Tuesday, September 18, 2012
Jeff: Foul Ball
Next up is Jeff Kent. I have no idea who he is, but apparently he's some big baseball guy who played for the major leagues. Whoop-dee-doo. No offense Jeff, but baseball is like the most boring sport ever. I won't hold it against you though. At least not until I see your video.
Anyhow, Jeff is 44 and hails from Austin, Texas. He is a family man and prides himself on being able to provide his wife and kids with every opportunity they could ever want. Jeff also dislikes stupid people and wouldn't mind taking an iPod with him so he can listen to John Fogerty on repeat and pump himself up for the challenges.

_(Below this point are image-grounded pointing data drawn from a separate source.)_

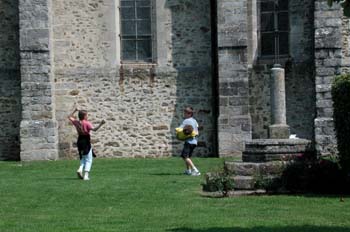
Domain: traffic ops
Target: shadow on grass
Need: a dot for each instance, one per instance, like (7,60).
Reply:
(306,228)
(167,174)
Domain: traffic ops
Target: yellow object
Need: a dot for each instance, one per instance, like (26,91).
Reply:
(181,136)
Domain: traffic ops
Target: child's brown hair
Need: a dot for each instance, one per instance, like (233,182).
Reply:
(82,114)
(189,110)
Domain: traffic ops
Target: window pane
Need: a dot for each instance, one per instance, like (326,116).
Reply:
(129,50)
(144,50)
(283,43)
(267,22)
(128,13)
(267,6)
(143,3)
(282,4)
(143,13)
(143,27)
(267,44)
(127,3)
(283,21)
(128,28)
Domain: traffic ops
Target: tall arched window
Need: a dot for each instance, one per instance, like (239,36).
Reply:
(274,28)
(136,33)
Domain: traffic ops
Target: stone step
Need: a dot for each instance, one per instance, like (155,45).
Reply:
(265,150)
(244,182)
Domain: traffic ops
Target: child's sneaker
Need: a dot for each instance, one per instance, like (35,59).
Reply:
(86,176)
(195,173)
(80,174)
(187,172)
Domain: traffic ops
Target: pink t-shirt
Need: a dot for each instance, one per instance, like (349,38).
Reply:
(83,127)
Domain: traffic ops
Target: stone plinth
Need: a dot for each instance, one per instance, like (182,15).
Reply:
(264,150)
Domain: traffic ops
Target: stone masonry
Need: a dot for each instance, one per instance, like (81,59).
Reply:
(234,122)
(328,58)
(10,81)
(38,130)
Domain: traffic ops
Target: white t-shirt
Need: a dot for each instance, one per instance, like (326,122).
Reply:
(194,124)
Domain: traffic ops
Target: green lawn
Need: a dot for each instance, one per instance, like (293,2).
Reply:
(149,195)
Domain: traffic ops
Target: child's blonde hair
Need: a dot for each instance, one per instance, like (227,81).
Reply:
(82,114)
(189,110)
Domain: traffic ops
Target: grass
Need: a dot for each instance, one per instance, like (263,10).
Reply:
(149,195)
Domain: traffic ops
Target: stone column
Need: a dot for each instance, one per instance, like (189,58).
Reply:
(234,122)
(328,59)
(38,129)
(279,128)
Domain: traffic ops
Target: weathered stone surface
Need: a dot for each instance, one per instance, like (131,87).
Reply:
(10,85)
(280,149)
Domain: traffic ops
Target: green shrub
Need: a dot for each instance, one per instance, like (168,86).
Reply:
(341,105)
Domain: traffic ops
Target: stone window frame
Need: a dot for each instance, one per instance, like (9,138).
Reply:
(269,59)
(153,59)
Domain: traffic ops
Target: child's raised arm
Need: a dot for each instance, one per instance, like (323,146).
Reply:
(71,116)
(99,126)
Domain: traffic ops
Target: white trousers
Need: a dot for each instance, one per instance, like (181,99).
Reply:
(86,161)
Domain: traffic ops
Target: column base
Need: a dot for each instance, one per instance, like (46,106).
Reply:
(279,131)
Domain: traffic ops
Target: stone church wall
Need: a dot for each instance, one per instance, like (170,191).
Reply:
(142,104)
(10,85)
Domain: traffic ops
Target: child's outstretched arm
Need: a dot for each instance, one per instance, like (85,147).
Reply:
(71,116)
(99,126)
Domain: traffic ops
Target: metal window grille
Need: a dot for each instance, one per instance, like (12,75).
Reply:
(274,28)
(136,31)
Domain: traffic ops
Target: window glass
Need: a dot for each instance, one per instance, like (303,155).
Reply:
(128,28)
(145,48)
(136,40)
(283,43)
(143,28)
(274,27)
(283,21)
(267,6)
(283,5)
(267,44)
(267,22)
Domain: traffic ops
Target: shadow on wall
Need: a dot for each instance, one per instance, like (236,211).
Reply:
(10,81)
(192,60)
(303,228)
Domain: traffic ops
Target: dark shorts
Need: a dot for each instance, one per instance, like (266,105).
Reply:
(84,145)
(188,150)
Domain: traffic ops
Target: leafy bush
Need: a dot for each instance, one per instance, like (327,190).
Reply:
(341,104)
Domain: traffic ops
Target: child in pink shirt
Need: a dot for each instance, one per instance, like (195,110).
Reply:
(83,127)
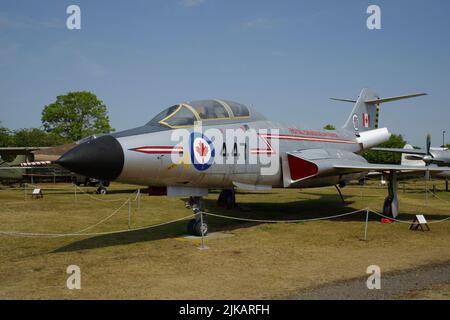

When asked to compare himself to another Survivor, Jeff says he is most like Colby Donaldson because of that whole "southern charm" thing. More importantly, Jeff thinks Survivor will be "easy". Hitting balls for years while scratching himself on the field and spitting brown goop in the dirt has prepared him to not only inspire, but manipulate his fellow Survivors. He looks at the game of Survivor as one giant locker room. Could we perhaps have our first true villain? Let us see. Please to enjoy:
He does that baseball half talking/half whispering baseball thing that creeps me out and gives me the baseball heebie jeebies. I was hoping for another Spike (Marty), but baseball Jeff sounds more like a used car salesman to me - which is fitting since he says he owns some baseball car dealerships. Baseball. Speaking of baseball, that little baseball secret of his won't be a secret for very long. It's not that anyone will baseball recognize him or anything. It is just that he'll baseball announce it to everyone in about 2.5 baseball seconds that he has indeed played baseball on a baseball team at baseball fields while wearing baseball clothes and hitting baseball balls.
I'm baseball bored by baseball Jeff. What do you guys think? Is Jeff a legitimate threat or a baseball bonehead? Comment it out bitches!